Left image: Statue of Jacob Leisler by Solon H. Borglum
on North Avenue in New Rochelle, NY (1913).



Support for the Jacob Leisler Project


The Friends of Jacob Leisler supports the efforts of the Jacob Leisler Papers Project to collect, conserve, and make accessible these important documents and exhibits relating to a pivotal period in the development of New York and modern America.

The Jacob Leisler Paper Project needs your support to cover the expenses of ongoing research, as well as to finance the purchase of additional documents and to create conferences and exhibits.

                            Become a member of the Friends of Jacob Leisler



The Staff


David William Voorhees, Director of the Jacob Leisler Papers Project, is also Managing Editor of de Halve Maen, a quarterly scholarly journal devoted to New Netherland studies published by The Holland Society of New York.
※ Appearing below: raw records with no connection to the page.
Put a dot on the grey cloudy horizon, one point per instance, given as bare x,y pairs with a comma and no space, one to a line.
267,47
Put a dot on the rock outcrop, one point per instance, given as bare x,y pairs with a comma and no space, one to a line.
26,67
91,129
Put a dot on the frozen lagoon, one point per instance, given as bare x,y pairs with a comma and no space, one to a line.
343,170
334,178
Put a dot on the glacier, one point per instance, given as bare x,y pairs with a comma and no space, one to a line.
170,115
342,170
Formerly the Managing Reference History Editor at Charles Scribner's Sons and a Co-Editor of The Papers of William Livingston, he received a Ph.D. in history from New York University in 1988. His published works include The Concise Dictionary of American History (1983), The Holland Society: A Centennial History 1885-1985 (1985), and Records of the Reformed Protestant Church of Flatbush, Kings County, New York, Volume 1, 1677-1720 (1999), Volume 2, Deacons' Accounts, 1654-1709 (2009), as well as numerous works on late-seventeenth-century New York.
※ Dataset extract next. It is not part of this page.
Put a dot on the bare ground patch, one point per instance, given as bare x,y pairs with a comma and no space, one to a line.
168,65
Firth Haring Fabend, member of the Advisory Board of the Jacob Leisler Papers Project, received a Ph.D. in American Studies from New York University. She is the author of A Dutch Family in the Middle Colonies, 1660-1800, and Zion on the Hudson: Dutch New York and New Jersey in the Age of Revivals, both published by Rutgers University Press, and numerous essays on the Dutch in America. An independent historian, Dr. Fabend is a Fellow of both The Holland Society of New York and the New Netherland Institute.

Jaap Jacobs, member of the Advisory Board of the Jacob Leisler Papers Project, specializes in the colonial history of the Dutch Republic in the seventeenth and eighteenth century, in particular the Dutch in the Atlantic World. He obtained his Ph.D. from Leiden University in 1999 and in 2005 published New Netherland. A Dutch Colony in Seventeenth-Century America. He has published various articles on New Netherland and is currently working on a biography of Petrus Stuyvesant.
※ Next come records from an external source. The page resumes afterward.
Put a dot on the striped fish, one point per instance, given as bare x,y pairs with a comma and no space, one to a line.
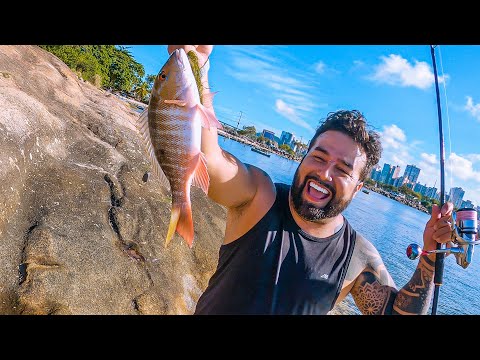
171,130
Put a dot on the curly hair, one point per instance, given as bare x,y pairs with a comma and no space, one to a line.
353,124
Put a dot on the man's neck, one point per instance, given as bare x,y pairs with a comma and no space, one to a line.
326,228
Wim Klooster, is an Associate Professor of History at Clark University. His publications include The Dutch in the Americas, 1600-1800 (1997), Illicit Riches: Dutch Trade in the Caribbean, 1648-1795 (1998), The Atlantic World: Essays on Slavery, Migration, and Imagination (2005, coedited with Alfred Padula), and Power and the City in the Netherland World, coedited with Wayne te Brake (2006).

Antonia Kolb, D.I.A., member of the Advisory Board of the Jacob Leisler Papers Project, is a direct descendant of Jacob Leisler's brother, Johann Adam. She studied Architecture at the Technische Universität, München and is a self-employed engineer for projects in Germany and other European countries. She is an active member of several history societies and currently working on different private history projects.

Karen O. Kuppeman, member of the Advisory Board of the Jacob Leisler Papers Project, is Silver Family Professor of History at New York University. Her book Indians and English: Facing Off in Early America (Ithaca, 2000) won the American Historical Association's Prize in Atlantic History. Her other book length publications include Roanoke: The Abandoned Colony, 2nd Edition (2007) and The Jamestown Project (2007).